Quelle suite donner à son traitement ?
À cette incertitude concernant la composition réelle des flacons s’ajoutent les interrogations sur la conduite à tenir pour la suite du traitement. Et cela concerne tous les patients en cours de désensibilisation, car la reprise de la fabrication par Stallergenes n’est pas pour tout de suite. Sachant que le succès d’une désensibilisation tient à la régularité des prises sur deux à cinq ans, l’interruption brutale ne ruine-t-elle pas l’ensemble de la thérapie, et tous les efforts des patients pour la mener à bien ? Tout dépend en réalité de son avancée. Les allergologues ne semblent pas inquiets. Un changement de fournisseur, sous surveillance médicale, est également envisageable, puisqu’un autre laboratoire, ALK, fabrique ce type de produit. Mais il a d’ores et déjà annoncé qu’il n’était pas en mesure d’absorber une forte hausse de la demande. Le mieux est encore de prendre rendez-vous avec le spécialiste qui a initié et qui suit la désensibilisation. Sachez cependant que la panique a fait exploser le standard des cabinets d’allergologie : obtenir un rendez-vous dans des délais acceptables relève de l’exploit.

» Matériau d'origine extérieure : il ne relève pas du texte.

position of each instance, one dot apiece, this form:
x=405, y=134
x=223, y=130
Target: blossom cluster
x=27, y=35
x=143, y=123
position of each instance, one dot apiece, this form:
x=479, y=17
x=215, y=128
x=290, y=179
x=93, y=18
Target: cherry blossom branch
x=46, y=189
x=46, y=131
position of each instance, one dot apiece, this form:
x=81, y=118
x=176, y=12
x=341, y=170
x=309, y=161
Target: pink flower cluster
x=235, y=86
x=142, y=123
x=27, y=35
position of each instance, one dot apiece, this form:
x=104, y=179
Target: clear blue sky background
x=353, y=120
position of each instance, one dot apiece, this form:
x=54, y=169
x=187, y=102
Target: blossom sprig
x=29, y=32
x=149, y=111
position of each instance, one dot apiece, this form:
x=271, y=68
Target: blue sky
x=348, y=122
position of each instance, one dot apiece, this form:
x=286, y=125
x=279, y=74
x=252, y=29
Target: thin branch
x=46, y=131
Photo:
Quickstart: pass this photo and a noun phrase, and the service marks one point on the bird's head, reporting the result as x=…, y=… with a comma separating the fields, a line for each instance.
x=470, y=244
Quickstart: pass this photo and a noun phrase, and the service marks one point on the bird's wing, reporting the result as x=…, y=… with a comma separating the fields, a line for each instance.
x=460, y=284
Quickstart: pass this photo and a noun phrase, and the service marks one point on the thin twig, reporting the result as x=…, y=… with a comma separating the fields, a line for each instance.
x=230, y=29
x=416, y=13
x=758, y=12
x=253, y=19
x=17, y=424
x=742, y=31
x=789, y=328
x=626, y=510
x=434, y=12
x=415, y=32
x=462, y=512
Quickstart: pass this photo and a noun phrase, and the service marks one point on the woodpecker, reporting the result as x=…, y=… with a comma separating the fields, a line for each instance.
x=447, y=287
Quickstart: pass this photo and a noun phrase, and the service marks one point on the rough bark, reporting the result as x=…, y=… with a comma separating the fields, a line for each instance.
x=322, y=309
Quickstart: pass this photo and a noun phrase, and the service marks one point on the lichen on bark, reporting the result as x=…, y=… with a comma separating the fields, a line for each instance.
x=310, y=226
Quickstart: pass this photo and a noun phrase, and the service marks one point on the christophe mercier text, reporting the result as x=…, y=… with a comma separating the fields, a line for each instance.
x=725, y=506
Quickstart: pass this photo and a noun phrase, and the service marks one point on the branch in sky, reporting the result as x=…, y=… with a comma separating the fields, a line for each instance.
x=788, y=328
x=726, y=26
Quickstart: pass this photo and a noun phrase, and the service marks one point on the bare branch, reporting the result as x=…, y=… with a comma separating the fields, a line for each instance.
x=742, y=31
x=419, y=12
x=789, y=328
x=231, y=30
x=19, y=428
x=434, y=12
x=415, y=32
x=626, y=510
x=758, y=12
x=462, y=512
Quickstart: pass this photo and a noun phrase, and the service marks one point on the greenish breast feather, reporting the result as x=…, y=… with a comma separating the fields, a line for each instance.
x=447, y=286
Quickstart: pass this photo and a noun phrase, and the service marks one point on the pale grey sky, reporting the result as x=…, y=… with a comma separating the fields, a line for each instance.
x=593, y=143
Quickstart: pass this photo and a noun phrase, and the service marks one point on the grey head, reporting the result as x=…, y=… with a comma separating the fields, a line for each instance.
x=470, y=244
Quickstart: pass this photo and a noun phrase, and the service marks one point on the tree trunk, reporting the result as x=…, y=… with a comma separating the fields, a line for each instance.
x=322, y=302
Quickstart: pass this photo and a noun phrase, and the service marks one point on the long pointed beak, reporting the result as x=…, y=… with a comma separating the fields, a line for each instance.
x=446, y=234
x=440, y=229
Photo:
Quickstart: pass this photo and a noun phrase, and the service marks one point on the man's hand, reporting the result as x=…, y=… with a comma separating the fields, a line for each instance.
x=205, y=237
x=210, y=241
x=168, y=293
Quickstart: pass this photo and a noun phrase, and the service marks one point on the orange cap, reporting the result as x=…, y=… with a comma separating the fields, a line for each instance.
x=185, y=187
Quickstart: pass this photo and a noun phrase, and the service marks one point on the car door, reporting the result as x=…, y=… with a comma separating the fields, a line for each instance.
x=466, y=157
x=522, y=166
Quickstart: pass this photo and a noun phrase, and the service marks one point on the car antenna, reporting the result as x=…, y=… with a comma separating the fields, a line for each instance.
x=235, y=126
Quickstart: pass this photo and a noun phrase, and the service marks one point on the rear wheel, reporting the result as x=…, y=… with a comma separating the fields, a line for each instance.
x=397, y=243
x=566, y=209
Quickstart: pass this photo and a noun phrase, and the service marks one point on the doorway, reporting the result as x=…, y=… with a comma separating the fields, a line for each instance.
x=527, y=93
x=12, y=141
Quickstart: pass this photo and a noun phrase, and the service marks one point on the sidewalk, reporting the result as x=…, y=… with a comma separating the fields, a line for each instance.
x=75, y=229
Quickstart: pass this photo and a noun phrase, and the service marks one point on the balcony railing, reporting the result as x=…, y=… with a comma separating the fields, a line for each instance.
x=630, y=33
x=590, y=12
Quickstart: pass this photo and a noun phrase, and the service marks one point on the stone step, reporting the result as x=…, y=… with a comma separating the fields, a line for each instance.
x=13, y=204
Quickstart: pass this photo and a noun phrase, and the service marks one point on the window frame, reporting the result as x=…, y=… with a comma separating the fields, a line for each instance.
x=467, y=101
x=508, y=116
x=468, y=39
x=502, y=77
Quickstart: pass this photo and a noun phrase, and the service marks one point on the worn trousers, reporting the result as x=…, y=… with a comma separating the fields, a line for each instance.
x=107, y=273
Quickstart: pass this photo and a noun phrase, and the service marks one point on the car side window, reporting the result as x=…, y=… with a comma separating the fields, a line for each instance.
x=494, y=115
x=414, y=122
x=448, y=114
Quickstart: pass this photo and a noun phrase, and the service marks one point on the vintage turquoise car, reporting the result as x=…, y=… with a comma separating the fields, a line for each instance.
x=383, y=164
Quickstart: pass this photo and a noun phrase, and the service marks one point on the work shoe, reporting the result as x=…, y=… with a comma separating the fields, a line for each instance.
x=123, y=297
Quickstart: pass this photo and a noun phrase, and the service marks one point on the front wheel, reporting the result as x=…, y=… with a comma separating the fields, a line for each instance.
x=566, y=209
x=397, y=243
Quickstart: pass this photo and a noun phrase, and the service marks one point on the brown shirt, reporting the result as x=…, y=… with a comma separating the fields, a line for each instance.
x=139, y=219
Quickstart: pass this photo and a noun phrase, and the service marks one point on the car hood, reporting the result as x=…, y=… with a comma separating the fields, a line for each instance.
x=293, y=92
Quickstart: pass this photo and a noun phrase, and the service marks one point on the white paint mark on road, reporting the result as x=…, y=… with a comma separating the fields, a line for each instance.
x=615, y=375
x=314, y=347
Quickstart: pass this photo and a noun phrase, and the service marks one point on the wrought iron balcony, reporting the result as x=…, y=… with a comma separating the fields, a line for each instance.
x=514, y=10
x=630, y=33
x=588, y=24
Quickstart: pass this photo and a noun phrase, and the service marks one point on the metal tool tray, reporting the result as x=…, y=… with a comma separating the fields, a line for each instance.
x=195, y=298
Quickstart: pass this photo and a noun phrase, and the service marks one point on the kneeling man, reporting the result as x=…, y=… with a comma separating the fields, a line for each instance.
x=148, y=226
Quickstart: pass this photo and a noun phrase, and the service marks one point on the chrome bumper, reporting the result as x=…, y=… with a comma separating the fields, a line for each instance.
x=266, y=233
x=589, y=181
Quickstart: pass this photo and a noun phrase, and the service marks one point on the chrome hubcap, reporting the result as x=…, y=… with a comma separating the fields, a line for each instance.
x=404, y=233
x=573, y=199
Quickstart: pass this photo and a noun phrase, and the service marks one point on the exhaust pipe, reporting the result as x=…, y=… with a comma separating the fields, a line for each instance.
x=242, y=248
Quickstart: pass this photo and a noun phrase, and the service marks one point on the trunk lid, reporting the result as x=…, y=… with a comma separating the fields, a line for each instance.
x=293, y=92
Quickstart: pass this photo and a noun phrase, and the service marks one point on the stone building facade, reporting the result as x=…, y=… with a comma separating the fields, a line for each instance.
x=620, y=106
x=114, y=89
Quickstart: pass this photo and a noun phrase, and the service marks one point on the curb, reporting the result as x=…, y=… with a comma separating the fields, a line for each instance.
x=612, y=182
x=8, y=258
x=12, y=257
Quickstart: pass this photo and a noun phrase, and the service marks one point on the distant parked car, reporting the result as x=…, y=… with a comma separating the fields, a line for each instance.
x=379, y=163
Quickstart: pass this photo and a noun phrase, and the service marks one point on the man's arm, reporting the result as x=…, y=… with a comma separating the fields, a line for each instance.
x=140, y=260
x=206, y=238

Qu’est-ce qu’une désensibilisation ?
La désensibilisation est une approche thérapeutique qui s’apparente à la vaccination. Il s’agit d’amener un organisme allergique à accepter petit à petit l’élément qui provoque la réaction disproportionnée qui peut se traduire par de l’eczéma, un rhume des foins, une conjonctivite ou de l’asthme. Le patient prend donc des « doses » croissantes d’allergènes, afin d’aboutir à une tolérance. L’efficacité de la désensibilisation n’est pas garantie, mais les chances de succès sont meilleures si l’accoutumance à un seul allergène, celui qui est le plus incommodant, est recherchée. La thérapie étant strictement individuelle, les allergènes sont préparés sur mesure par le fabricant sur prescription de l’allergologue, et envoyés directement au patient par La Poste. Il n’y a pas de délivrance en pharmacie.